E invece, senza Jokic e Bogdanovic, non era nemmeno la migliore Serbia, come del resto erano incompleti anche gli azzurri con l’assenza giustificata di Gallinari, quella senza senso (vista l’operazione messa in atto per passaportarlo e visto che per uno di cultura statunitense nazionale significa solo Olimpiadi) di Banchero e quelle non dannose, viste le loro recenti versioni, di Belinelli e Datome. Così Petrucci-Borlotti ha dovuto subire, fa impressione dirlo, la qualificazione olimpica di Sacchetti e dovrà rimandare il secondo ritorno in Nazionale di Messina, magari anche solo come supervisore, che così potrà continuare a non costruire niente all’Olimpia Milano (ci sembra che una delle squadre migliori d’Europa sia stata smantellata senza necessità finanziarie, il caso LeDay è emblematico).

Ma cosa volevamo dire?
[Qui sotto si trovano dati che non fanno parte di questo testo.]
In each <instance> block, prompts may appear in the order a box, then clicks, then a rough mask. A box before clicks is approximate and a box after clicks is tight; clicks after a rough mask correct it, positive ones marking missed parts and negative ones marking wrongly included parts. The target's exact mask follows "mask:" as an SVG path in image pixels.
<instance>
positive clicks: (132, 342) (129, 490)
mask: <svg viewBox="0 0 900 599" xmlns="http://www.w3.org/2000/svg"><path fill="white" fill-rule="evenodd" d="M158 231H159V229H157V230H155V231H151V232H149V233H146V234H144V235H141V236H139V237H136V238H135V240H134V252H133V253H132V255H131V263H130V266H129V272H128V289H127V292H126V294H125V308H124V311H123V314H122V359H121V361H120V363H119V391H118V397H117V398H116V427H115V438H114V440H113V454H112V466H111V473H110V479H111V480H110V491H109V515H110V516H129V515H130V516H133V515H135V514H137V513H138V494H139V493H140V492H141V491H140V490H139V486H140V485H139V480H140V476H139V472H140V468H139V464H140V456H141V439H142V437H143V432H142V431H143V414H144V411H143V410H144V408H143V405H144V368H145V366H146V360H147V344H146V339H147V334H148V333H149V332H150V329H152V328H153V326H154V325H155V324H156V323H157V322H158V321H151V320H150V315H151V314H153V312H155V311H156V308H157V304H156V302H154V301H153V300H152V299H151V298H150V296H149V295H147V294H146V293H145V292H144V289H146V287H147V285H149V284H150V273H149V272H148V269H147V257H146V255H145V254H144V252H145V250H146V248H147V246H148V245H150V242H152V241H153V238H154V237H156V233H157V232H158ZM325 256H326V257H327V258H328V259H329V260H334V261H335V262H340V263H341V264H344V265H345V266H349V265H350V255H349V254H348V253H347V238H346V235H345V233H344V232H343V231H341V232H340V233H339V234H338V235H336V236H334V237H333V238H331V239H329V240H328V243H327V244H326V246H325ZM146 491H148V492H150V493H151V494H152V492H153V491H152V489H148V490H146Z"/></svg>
Lo diciamo nelle poche righe finali: decenni di prese in giro prima jugoslave e poi serbe, con finali da circo, non valgono qualche asciugamano (giustamente, è l’ABC del fare squadra) agitato da Abass e Spissu. Kokoskov, una vita da assistente di alto livello prima di vincere qualcosa grazie a Doncic, è abbastanza anziano per ricordare lo stile jugoslavo, che poi è lo stesso del rifiuto della mano a Sacchetti, con giusto vaffanculo dell’allenatore italiano (in attesa di pronunciarne un altro fra un mese). Non è che da una parte i festeggiamenti siano parte integrante della cultura e dall’altra una provocazione.